On a regional level, the Beaufort County U.S. 17 projects are competing with areas around Wilmington and Fayetteville — also prioritized due to more congestion — leaving only one current funding option.

“It’s (under) projects that the division themselves would fund and they don’t have the funds to do it,” Alligood said.

Commissioner Robert Belcher is well versed in the issue, having served on one of 20 Rural Transportation Planning Organizations in the state, created to address and improve rural area transportation planning.

“They took the equity formula … and have done away with it. Now it’s based on merit. (Urban regions) are going to always be more meritorious than we are. … It’s very difficult when they have more representatives from Wake County than we have in eastern North Carolina,” Belcher said in the meeting. “We’re fighting an uphill battle when it changed from equity formula to merit based. That’s why we’ve got Marc. He’s up there fighting for this.”

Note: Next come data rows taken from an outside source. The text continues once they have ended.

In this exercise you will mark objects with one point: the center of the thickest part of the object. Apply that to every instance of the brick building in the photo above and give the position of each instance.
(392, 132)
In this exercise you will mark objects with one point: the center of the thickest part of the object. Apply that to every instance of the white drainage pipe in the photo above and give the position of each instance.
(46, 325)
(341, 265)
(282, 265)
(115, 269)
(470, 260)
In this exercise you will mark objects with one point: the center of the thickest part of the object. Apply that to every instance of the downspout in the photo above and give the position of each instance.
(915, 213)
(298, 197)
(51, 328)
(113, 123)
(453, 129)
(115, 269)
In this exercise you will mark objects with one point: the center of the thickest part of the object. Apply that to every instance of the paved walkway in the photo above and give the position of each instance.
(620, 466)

Completion of a four-lane U.S. 17 from South Carolina to Virginia has the potential to change the economic landscape of eastern North Carolina, according to an economic impact report by the Highway 17 Commission.

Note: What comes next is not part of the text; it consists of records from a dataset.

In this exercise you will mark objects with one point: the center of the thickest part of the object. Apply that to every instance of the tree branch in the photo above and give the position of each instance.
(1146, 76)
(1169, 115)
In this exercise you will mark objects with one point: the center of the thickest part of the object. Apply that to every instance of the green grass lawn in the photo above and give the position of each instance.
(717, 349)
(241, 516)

“If you think about the north-south route, if you look at north-south traffic, you’ve got to go over to (Interstate) 95 to find any straight, four-lane, quality access. This, (U.S.) 17, is the strategic corridor throughout this part of the state,” Alligood said.

The report states that a completed U.S. 17 would attract industry, much more daily traffic, and therefore more business, to gas stations, restaurants, hotels and similar establishments, ultimately creating more jobs in a region where the unemployment rates are historically above the state average.

Beaufort County commissioners only concern with the inclusion of U.S. 64 in the scope of the organization is whether priority within the Highway 17/64 Commission will shift to U.S. 64 projects.

“As long as I’m in this seat, that will not be the case,” Finlayson told commissioners.